Construction of a new 8.45 km long twin-tube Banihal Qazigund Road Tunnel started in 2011 and was commissioned in 2021. The new tunnel is at a lower elevation than the existing Jawahar tunnel and has reduced the road distance between Banihal and Qazigund by 16 km. It is also less prone to snow avalanches as it is at a lower elevation.

===Atal Tunnel===

The Atal Tunnel has been built under the Rohtang Pass in the eastern Pir Panjal range of the Himalayas on the Leh-Manali Highway. With 8.8 km length, the tunnel is the second longest road tunnel in India and has reduced the distance between Manali and Keylong by about 60 km. The tunnel is at 3100 m elevation whereas the Rohtang pass is at 3978 m elevation. Lying on the Manali-Leh axis, this is one of the two routes to Ladakh.

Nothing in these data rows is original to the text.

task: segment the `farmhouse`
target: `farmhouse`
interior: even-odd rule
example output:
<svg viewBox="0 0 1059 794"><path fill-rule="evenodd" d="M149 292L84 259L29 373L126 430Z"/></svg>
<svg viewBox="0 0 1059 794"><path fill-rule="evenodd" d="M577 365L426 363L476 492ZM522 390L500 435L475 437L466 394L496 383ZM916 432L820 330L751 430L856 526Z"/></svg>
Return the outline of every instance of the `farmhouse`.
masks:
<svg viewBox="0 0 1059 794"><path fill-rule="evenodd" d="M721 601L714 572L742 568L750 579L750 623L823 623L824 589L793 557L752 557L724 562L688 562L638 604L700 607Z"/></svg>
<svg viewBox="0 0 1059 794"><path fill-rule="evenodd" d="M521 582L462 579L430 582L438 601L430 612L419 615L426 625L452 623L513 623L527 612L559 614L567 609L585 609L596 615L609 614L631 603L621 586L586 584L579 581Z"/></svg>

===Banihal Railway Tunnel===

The Pir Panjal Railway Tunnel, an 11.215 km railway tunnel, passes through the Pir Panjal Range in Jammu and Kashmir. It connects Quazigund and Banihal and is a part of the Udhampur-Srinagar-Baramulla railway project. The tunnel was commissioned on 26 June 2013 for regular service. It is India's longest railway tunnel.